You know the drill: stage your changes, create a fixup commit with git commit --fixup=<id>, then fire up an interactive rebase with --autosquash. Git 2.55 replaces that with git history fixup <commit-id>. It amends staged changes directly into the target commit, and because it uses git-history(1), every local branch that contains that commit gets automatically rebased. Patrick Steinhardt implemented this. Stacked-branch workflows just got substantially less painful.

Linux Finally Gets a Built-in fsmonitor Daemon

core.fsmonitor has been a boolean since Git 2.36, but the built-in daemon only worked on macOS and Windows. Git 2.55 adds Linux support via inotify(7) — chosen over fanotify(7) because the latter requires elevated privileges. The trade-off: the daemon places a watcher on every directory in the repo, so you may need to bump fs.inotify.max_user_watches on large monorepos. Paul Tarjan, Eric DeCosta, and Marziyeh Esipreh made this happen.

Push to a Group of Remotes (Finally)

git fetch has supported remote groups for years: git config set remotes.forks "origin upstream" lets you fetch all forks at once. Git 2.55 closes the gap: git push forks main now pushes the specified refs to every remote in the group, each honoring its own push mapping and mirror settings. Usman Akinyemi submitted this, prompted by Junio C Hamano.

Trim Your Commit Graph Width

git log --graph can explode to nine lanes wide in just 30 commits on git.git. Pablo Sabater added --graph-lane-limit=<n>. Set it to 5, and any lanes beyond that get replaced with a ~ truncation mark. The commit messages stop getting shoved off the right side of your terminal. Default is 0 (no limit), and negative values behave the same way — think --max-parents semantics.

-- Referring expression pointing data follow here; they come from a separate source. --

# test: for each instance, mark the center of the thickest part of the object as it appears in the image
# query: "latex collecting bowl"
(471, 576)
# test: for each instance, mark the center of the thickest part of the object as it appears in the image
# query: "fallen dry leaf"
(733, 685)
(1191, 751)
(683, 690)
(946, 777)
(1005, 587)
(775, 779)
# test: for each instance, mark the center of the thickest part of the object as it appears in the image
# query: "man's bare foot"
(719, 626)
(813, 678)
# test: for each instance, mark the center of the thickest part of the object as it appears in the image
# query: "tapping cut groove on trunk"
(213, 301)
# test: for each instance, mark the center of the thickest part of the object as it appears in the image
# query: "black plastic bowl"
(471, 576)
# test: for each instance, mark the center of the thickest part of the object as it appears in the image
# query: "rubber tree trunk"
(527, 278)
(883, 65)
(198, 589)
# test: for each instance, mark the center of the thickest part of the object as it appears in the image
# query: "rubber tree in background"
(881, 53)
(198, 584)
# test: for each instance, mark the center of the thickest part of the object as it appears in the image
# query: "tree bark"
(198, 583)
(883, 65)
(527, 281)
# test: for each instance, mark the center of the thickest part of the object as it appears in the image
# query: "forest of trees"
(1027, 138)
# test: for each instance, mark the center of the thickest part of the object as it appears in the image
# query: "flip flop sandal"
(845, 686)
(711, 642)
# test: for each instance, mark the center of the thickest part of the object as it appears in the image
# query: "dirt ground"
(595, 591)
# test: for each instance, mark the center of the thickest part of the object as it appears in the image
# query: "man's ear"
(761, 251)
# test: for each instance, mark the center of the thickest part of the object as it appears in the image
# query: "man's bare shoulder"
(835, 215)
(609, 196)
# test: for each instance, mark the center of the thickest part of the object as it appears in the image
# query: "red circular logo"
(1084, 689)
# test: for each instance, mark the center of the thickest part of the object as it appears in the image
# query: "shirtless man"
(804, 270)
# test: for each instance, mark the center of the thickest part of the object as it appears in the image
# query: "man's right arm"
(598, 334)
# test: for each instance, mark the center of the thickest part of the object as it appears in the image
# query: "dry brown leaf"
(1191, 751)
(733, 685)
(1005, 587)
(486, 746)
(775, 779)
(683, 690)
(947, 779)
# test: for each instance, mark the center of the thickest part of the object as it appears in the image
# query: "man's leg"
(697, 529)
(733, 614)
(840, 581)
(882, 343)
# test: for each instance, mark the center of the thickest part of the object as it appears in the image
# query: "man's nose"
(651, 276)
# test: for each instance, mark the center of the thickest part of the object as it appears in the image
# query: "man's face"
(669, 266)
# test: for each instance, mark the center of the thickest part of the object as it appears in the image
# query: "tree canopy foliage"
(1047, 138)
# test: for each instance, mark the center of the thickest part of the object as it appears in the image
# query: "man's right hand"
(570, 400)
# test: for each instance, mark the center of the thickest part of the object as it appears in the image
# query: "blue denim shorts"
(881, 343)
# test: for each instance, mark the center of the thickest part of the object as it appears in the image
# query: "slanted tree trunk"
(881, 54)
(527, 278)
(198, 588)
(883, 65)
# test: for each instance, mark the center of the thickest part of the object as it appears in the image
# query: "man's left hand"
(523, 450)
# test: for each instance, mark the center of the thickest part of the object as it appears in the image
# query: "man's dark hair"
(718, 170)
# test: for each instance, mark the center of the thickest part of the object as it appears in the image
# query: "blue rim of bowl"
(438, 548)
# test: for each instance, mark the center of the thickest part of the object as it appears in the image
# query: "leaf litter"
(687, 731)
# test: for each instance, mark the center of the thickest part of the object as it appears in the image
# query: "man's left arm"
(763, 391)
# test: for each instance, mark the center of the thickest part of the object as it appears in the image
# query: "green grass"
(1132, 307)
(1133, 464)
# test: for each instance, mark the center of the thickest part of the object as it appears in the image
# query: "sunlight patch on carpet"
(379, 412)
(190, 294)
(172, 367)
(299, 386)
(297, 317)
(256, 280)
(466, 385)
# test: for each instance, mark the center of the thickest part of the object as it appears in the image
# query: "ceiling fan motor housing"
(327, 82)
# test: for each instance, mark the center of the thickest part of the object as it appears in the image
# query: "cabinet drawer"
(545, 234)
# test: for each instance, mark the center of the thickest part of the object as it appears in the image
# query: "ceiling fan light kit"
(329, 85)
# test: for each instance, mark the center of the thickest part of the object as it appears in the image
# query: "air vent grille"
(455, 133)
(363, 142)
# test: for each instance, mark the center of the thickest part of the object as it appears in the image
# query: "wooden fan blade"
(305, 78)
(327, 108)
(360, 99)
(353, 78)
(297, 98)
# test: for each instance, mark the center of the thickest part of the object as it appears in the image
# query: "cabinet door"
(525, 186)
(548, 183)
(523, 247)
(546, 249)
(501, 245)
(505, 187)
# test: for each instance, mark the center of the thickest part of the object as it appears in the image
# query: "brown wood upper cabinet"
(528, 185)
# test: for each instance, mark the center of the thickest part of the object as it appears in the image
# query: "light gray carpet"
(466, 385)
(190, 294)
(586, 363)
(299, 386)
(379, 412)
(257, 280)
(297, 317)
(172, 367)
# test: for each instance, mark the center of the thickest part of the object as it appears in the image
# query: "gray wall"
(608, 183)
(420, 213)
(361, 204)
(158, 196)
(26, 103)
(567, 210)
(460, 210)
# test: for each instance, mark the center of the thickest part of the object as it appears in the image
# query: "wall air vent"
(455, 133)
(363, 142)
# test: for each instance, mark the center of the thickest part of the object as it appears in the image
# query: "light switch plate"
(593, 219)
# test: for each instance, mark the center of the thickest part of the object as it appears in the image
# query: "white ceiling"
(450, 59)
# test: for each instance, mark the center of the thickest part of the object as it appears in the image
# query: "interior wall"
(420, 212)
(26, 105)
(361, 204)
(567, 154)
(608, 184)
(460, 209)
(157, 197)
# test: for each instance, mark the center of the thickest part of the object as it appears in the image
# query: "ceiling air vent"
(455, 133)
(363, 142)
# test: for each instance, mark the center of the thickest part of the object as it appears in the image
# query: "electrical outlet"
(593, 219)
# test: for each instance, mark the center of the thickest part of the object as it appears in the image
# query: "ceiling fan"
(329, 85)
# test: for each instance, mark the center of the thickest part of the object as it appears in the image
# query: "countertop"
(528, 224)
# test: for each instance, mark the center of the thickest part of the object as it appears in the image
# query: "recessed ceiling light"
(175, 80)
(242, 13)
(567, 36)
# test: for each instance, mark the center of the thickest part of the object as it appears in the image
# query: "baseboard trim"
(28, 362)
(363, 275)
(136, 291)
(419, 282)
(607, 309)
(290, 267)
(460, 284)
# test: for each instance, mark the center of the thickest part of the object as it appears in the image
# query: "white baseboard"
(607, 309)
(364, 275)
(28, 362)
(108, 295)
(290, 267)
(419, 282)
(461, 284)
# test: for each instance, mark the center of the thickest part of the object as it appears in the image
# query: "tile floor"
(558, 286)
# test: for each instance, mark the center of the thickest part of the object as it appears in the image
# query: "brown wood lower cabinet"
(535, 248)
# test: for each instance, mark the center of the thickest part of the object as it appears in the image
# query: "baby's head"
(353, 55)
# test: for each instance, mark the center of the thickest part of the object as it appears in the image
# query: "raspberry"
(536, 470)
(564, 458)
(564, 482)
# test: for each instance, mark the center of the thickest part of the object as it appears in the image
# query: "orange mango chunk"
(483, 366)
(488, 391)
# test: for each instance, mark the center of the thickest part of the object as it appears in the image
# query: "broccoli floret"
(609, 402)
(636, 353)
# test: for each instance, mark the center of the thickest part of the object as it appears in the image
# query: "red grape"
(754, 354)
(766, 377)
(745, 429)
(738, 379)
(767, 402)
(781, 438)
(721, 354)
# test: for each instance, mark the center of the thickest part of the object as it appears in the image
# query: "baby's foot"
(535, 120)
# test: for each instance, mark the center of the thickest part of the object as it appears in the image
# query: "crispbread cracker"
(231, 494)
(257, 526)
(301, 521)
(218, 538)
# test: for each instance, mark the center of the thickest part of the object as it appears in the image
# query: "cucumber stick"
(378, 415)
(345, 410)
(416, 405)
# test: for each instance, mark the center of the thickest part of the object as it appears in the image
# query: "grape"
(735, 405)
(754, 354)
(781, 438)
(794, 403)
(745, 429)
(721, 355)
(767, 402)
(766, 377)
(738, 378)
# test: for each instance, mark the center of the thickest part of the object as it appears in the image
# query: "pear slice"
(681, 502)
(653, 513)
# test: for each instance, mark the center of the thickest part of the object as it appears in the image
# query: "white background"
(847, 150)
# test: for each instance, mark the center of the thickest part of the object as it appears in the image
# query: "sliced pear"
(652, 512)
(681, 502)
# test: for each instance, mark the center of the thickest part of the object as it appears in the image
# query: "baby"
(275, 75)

Batch Blob Downloads Speed Up Partial Clone Greps

Partial clones (git clone --filter=blob:none) skip content, but commands like git grep and git cherry need those blobs. Previously each missing blob triggered a separate round-trip. Elijah Newren batched the downloads into a single negotiating round-trip with the server in Git 2.55. Searching TODO 100 commits back in a partial clone just got significantly faster.

The Rust requirement is the headline, but the practical improvements — fsmonitor on Linux, batched blob fetching, and git history fixup — will save engineers time every single day. Expect the Rust dependency to become non-optional in a future release, so start prepping your build tooling now.